I noticed in the Satellite Orbit (grid guide) 4DTV listings, a channel called Nickelodeon Too is listed alongside the other Nickelodeon channels. Does anyone know what is broadcast on this channel?


----------



## tonyp56 (Apr 26, 2004)

maybe Nick Toons? The only other nickelodeon channels they have is Nick east, and Nick West


----------



## Chris Freeland (Mar 24, 2002)

music_beans said:


> I noticed in the Satellite Orbit (grid guide) 4DTV listings, a channel called Nickelodeon Too is listed alongside the other Nickelodeon channels. Does anyone know what is broadcast on this channel?


If I am not mistaken Nickelodeon Too is set up for digital cable systems in the Eastern and Central time zones and is the same thing as Nickelodeon West except all the times for shows are announced in the Eastern time equivalent, Comcast here has this channel in their Digital Plus line up. At one time their was a Pacific timezone feed of this channel too for cable company's on the Pacific and Mountain time zones, however this feed was dropped when Nich Toons was introduced.


----------



## Steve Mehs (Mar 21, 2002)

Edit- Chris beat me to the punch.  He's right, Nick Too offers no new content, it's just basically Nick West.

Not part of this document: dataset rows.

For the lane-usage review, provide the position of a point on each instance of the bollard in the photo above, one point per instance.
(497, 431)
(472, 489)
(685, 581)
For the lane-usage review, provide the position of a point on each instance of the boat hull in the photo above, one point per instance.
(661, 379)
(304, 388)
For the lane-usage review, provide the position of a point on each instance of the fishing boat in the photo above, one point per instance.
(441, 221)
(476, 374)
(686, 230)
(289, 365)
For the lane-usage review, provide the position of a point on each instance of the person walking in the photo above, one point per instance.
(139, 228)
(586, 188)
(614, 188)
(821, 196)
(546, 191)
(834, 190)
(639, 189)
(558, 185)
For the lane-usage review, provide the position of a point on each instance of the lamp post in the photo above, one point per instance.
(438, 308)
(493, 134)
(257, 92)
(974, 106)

My ex cable system calls Disney Channel West, Disney Channel 2. I don't know if that's in the same situation as Nick or if it's just a Time Warner thing.


----------



## midnight75 (Jun 25, 2004)

Steve Mehs said:


> I'm not 100% positative on this, but I believe Nick Too is just Nick West. Cable companies refer to it as Nick Too.


Yes, it is. When we had digital cable before switching to DirecTV, Nick Too was one of the channels that was available. I noticed that all of Nick Too's programming were the same programming that was on the regular Nick, just 3 hours later.


----------



## pez2002 (Dec 13, 2002)

Yeah but its nice to have 2 feeds of disney and Nick


----------